By Jamel Arfaoui for Magharebia in Tunis – 24/04/08
![]() [Jamel Arfaoui] 2008 has been declared the year of dialogue with youth in Tunisia, where a national website has allowed youths to submit their concerns and desires. |
One month after the launch of Tunisian President Zine El Abidine Ben Ali's youth dialogue initiative, young people across the country continue to submit their demands and vision for the future. Demands range from questions about the unemployment of university graduates, to calls for organizing protests, to total rejection of dialogue.
Ben Ali declared on March 20th – on the occasion of Independence and Youth Day – that 2008 will be the "year of dialogue" with youth, ordering the creation of forums for young people in Tunisia and abroad.
Programme co-ordinators expect the first stage of dialogue to conclude in June, to be followed by detailed evaluations and the preparation of a charter that will serve as the basis for a national strategy for youth.
Mourad Bouattour, a Tunisian in his twenties, told Magharebia he felt the authorities began listening to the nation's youth because they are "threatened with several social and economic problems" which, he said, carry the risk of "throwing them into the unknown, and perhaps extremism".
Another young man, Mohsen Mathlouthi, wondered if the demands they submit will be implemented. "Did they finally start listening to us seriously?" he asked. "I think they have no other option."
Social scientist Mongi Saidani expressed doubt to Magharebia that the dialogue will yield any results. "We are lying to ourselves when we say that we are holding dialogue with the youth," he said. "We haven't made our youth accustomed to dialogue in the first place; relations in our society are usually vertical."
"We know our society quite well," Saidani continued. "We can see a state of indifference, which sometimes amounts to disappointment. If we want to change the rules of the game, then we have to give our youth... the freedom to create and innovate, and we have to let them think freely."

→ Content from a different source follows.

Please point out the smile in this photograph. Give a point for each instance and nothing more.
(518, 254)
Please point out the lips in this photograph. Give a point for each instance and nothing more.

Saidani also said the organisers were likely selected in such a way as to achieve specific government goals, only allowing specific people and views to be heard.
According to the programme's official website, the dialogue is aimed at all categories across the republic. It targets three million men and women between 15 and 29 years old. The website, launched last month, calls for ideas "that would enable us as youth to have greater participation in political life and in association activities, and in all fields of public life."
Political participation among young Tunisians is already low. In January 2007, two official studies revealed that 72% of Tunisian youth are averse to marriage and the political process. Respondents said they are not rigorous about following local press, and the majority asserted their desire for openness to the world.
One factor in the low participation is fear of being pursued by the government. On February 27th, the International Association for the Support of Political Prisoners said that the number of Tunisians arrested for political reasons was in the hundreds.
According to Naser Eddine ben Hdid, a journalist with opposition newspaper Mouwatinoun, the concerns of youth are valid, but he criticised many young people for their lack of "patience and persistence; something that renders education, in most cases, into a means rather than a value and culture."
He said it is important to look at young people by "what they have inherited from the older generation, where survival... is based on expulsion, exclusion, and domination. Tunisian youth has to change this reality."
This programme is not a first for Tunisia; authorities conducted similar initiatives in 1996 and 2000 under the slogans "Tunisia listens to its youth" and "Youth of Dialogue are Partners in Decision."







youssef Posted 2008-04-26
The Arab Maghreb should first be united by its young people.
TAITOU Posted 2008-05-13
In spite of everything, it is good to try all the same!!! I hope with all my heart that this dialogue with the young people of Tunisia will bring about something new and not just some recommendations that were well-established ahead of time and that will be displayed under some grand title on a PowerPoint presentation like we are so used to seeing!!! I know that the decision-makers do not have the time to look into the problems of young people in minute detail because they have other priorities, but, at this time and with the percentage of Tunisian society our young people represent, this unexploited potential cannot be neglected. Many of them are suffering from unemployment, especially those with higher educations. This has a very negative influence on Tunisian society: the hopeless young people who are turning towards religion in order to have a psychological pick-me-up are just time-bombs able to do anything in a moment of despair. Young people are refusing to marry because they are not even able to finance their costs when they are single. The list continues. These realities are not without effects on Tunisian society, and if this is not visible currently or if we pretend to not see this, then the day will come when a generation of Tunisians does pay the price.